Qué ver en Castro-Urdiales
Con una rica historia y un encantador paisaje costero, Castro-Urdiales es un destino de visita obligada en el norte de España. Situada en la provincia de Cantabria, esta ciudad costera ofrece una mezcla perfecta de belleza natural, atracciones culturales y deliciosa gastronomía. Desde los monumentos más antiguos hasta los modernos paseos marítimos, Castro-Urdiales tiene maravillas que ofrecer a todo el mundo.

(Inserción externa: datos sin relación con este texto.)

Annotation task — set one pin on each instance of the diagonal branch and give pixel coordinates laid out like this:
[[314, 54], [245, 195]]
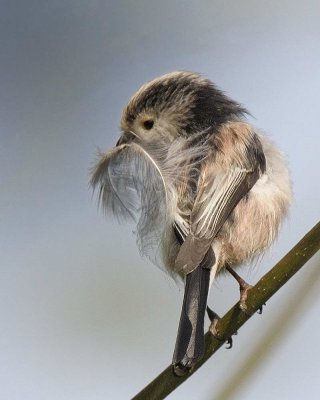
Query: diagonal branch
[[259, 294]]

El monumento más emblemático de Castro-Urdiales es, sin duda, la imponente iglesia de Santa María de la Asunción, de estilo gótico. Construida entre el siglo XIII y el siglo XV, esta maravilla arquitectónica está considerada uno de los mejores ejemplos de arquitectura religiosa de Cantabria. La visita a esta iglesia es obligada para los amantes de la historia y el arte.
No se puede pasar por alto una visita al magnífico Yacimiento Arqueológico de Flaviobriga, uno de los pocos ejemplos de ciudad romana que se pueden encontrar en el norte de España. Inaugurado en el año 2009, en el yacimiento se puede ver un cruce de calles y los restos de tres viviendas, probablemente de la época del emperador Tito Flavio Vespasiano, junto con algunas pequeñas recreaciones.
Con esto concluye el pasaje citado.